Po Toruniu i Łodzi, siedzibą festiwalu stała się Bydgoszcz. Ale Marek Żydowicz nigdy nie ukrywał, że pozostanie w tym mieście uzależnia od decyzji władz w sprawie budowy centrum festiwalowego. Jego impreza rozrasta się.
— Mamy znakomitych gości z całego świata — mówił podczas uroczystości otwarcia Camerimage. — I ponad 1000 studentów. W tym roku zgłoszono na festiwal 3790 filmów, wybraliśmy z nich 348. Będzie też ponad 50 warsztatów. Tu rozmawiamy o sztuce filmowej bez komercyjnej presji.
Prezydent Bydgoszczy Rafał Wolski podarował Żydowiczowi miniaturkę kinowego fotela: — To symbol tych, dla których wszyscy pracujecie. Widzów. Na festiwalu zawsze brakuje miejsc, więc jest o jedno więcej.
Czy jednak mini-fotel jest zapowiedzią, że zaczną się spełniać sny Marka Żydowicza o centrum z prawdziwego zdarzenia?
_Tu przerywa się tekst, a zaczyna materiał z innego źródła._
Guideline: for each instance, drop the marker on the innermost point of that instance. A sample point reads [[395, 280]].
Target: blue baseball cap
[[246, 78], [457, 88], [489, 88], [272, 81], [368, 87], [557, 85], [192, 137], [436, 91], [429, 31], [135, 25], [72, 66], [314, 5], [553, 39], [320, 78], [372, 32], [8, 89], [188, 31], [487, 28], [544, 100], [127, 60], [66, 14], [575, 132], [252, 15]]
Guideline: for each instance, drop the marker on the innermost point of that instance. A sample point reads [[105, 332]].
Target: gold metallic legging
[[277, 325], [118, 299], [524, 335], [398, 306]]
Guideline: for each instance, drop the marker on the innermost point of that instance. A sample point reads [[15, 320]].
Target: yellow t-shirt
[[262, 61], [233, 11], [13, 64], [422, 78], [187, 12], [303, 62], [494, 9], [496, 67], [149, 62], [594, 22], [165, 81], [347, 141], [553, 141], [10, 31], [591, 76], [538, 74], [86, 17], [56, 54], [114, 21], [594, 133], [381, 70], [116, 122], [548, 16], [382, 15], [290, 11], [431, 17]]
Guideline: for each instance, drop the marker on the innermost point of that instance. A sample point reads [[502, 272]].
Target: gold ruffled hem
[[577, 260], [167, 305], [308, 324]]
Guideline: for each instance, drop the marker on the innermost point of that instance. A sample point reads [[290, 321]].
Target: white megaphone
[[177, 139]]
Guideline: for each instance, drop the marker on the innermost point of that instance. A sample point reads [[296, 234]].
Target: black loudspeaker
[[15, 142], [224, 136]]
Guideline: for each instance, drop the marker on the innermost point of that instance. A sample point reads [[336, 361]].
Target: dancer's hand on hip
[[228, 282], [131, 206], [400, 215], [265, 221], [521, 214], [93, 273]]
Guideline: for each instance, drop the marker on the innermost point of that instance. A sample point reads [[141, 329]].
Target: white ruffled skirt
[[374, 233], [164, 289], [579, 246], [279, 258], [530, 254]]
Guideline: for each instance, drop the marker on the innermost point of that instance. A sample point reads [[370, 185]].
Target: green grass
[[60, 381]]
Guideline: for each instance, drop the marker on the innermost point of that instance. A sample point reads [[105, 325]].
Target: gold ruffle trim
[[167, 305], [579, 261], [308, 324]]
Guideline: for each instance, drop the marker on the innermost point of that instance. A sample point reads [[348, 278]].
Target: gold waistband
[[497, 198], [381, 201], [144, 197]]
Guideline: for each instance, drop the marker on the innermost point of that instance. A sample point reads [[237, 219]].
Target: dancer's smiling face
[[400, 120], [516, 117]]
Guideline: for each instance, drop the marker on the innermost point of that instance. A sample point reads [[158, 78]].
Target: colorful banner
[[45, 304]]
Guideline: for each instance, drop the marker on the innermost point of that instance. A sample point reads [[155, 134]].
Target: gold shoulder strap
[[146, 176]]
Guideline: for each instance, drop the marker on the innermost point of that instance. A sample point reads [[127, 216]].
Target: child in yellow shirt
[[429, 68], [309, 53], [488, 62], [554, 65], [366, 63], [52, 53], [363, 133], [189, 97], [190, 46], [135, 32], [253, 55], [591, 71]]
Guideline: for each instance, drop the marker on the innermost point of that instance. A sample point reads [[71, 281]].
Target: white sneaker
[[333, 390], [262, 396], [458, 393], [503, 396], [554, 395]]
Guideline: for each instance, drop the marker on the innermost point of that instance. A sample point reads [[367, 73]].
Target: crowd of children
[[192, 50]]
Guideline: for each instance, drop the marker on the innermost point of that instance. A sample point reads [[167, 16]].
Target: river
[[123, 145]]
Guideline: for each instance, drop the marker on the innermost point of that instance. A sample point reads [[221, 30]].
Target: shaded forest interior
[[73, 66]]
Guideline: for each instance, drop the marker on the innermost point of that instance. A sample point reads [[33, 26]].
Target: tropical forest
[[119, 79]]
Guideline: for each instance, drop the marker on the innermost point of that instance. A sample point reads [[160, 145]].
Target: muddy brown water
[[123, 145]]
Na razie festiwal pęka w szwach. Jest potężną imprezą. Poza konkursem głównym, w którym operatorzy najwybitniejszych filmów walczą o Złote Żaby są tu m.in. rywalizacja studencka o Kijanki, dwa konkursy debiutów — operatorskich i reżyserskich, konkursy wideoklipów, dokumentów krótkich i długich. Filmy nagrodzone w sekcji dokumentalnej, która odbywa się w tym roku pod hasłem „Obraz świata, świat w obrazach" mają prawo ubiegać się o nominacje do Oscarów.